If the payment had been considered a death benefit, the trustees would be bound to follow Luke’s directions in the BDBN and pay the benefit to Nancy. Nancy could choose to take a lump-sum death benefit, death benefit pension or a combination of both. Assuming she opts for a pension, the benefit is retained in the superannuation system and continues to be concessionally taxed. It also means Nancy continues to receive an income stream from the fund.
What is the ATO’s position on such an outcome? The ATO has released Private Binding Rulings, which are rulings provided to private individuals on the matter. Historically the ATO has oscillated between considering the benefit a member benefit and a death benefit but now has a settled position on this – it is a member benefit. Which in some ways makes sense, as a large superannuation fund may not know the member has died since requesting a member benefit payment.

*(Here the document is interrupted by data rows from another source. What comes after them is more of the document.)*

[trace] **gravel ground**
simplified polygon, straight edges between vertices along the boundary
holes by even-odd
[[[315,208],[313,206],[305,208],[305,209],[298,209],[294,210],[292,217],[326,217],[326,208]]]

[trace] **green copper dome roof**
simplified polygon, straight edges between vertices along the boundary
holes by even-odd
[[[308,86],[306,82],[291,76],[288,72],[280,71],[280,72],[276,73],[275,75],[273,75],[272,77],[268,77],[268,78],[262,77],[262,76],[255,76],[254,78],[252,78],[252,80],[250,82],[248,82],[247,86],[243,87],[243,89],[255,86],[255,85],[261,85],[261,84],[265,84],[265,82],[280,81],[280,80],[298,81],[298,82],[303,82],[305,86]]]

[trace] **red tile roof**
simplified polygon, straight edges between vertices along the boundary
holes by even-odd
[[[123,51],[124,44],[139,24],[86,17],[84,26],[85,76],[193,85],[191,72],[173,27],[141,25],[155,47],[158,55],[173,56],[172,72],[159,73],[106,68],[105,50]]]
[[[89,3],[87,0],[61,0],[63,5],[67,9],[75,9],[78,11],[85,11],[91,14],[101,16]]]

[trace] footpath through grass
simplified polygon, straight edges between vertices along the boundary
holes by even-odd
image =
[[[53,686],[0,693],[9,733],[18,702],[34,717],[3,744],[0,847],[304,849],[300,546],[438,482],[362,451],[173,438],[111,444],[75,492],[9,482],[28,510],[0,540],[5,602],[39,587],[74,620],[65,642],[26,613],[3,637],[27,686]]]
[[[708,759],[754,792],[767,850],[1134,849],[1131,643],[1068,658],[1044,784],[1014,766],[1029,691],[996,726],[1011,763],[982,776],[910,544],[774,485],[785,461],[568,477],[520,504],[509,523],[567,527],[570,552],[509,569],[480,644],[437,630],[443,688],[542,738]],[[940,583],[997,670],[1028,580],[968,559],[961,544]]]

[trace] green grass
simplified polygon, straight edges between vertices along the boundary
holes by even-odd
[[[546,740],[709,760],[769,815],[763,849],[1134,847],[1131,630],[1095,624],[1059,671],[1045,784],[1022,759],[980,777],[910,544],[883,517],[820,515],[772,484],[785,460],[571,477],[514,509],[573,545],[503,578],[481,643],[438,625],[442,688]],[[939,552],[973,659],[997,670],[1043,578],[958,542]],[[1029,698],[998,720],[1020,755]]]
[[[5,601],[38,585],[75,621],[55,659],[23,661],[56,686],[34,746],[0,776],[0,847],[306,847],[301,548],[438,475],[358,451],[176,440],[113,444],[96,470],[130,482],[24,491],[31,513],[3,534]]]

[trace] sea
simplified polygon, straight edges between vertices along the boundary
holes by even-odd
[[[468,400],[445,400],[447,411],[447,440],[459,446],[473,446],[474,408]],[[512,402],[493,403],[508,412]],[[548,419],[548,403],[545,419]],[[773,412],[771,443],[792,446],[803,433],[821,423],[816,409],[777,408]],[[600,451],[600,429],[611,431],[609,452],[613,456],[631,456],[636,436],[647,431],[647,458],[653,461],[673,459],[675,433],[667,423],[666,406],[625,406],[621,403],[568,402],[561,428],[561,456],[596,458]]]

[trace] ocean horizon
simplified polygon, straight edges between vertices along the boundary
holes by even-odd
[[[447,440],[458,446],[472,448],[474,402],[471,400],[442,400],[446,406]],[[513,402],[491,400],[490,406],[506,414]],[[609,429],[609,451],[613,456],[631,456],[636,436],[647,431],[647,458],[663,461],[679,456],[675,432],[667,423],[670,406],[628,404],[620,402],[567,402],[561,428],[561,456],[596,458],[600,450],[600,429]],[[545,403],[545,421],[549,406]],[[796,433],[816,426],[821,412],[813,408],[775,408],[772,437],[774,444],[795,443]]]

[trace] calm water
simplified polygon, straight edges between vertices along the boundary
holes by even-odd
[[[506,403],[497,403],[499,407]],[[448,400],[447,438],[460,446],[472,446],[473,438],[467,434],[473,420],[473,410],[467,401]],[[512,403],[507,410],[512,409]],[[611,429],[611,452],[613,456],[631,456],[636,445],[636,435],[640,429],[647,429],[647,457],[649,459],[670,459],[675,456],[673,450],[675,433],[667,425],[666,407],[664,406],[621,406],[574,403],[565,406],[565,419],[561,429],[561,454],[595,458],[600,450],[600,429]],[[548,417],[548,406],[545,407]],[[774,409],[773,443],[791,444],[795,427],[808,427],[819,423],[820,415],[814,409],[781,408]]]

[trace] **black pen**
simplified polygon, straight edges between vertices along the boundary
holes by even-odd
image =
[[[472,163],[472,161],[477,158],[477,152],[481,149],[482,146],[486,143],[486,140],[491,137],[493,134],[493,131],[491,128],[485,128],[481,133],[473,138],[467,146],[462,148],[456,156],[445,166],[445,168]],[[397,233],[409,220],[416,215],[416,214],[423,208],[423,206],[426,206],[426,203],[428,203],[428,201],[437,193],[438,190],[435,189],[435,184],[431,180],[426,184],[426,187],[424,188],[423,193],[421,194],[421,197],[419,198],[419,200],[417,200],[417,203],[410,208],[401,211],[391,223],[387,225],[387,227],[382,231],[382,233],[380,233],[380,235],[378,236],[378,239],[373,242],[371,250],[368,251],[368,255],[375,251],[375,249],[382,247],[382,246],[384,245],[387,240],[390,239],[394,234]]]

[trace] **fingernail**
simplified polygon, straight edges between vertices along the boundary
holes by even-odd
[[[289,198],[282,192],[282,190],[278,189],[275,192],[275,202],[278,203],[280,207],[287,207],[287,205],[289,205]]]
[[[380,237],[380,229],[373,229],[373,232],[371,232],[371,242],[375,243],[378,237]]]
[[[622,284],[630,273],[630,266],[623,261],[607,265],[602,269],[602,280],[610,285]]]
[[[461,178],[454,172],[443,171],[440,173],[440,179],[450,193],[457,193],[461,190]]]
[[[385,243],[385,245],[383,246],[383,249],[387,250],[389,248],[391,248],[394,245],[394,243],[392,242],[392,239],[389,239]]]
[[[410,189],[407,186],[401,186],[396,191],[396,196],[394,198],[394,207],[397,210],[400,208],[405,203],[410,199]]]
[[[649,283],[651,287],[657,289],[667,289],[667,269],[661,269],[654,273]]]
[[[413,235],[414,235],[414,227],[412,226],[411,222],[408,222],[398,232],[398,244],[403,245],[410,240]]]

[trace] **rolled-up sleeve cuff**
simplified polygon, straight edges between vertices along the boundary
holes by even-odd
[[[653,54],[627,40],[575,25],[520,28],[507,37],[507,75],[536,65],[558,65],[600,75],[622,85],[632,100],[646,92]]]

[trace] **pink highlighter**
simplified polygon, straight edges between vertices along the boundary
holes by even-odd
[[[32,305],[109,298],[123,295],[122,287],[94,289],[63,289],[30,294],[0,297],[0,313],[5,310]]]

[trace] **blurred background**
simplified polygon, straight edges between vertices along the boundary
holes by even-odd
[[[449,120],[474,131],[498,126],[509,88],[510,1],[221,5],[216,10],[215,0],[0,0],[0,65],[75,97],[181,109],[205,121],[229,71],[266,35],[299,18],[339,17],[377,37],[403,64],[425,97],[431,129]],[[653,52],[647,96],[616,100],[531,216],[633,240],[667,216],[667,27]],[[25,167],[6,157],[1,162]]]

But what about an SMSF? It would be difficult for the trustee to claim they were unaware of a member’s death (given the nexus between trustees and members). If the trustees of an SMSF paid out a member benefit, knowing full well the member has died, cutting out a beneficiary under a BDBN and paying the member benefit to the deceased’s estate – this scenario could very well lead to litigious action.
Will the ATO’s position hold? Whilst the publicly released details of PBRs are scant on the facts of individual determinations (and thus, we do not know all the nuances of each decision), it is worth remembering that ATO does not make the law. We will not know until there is a court case on this, when, say, a beneficiary under a BDBN tests it in a court of law as to whether the ATO’s logic holds in situations involving SMSFs.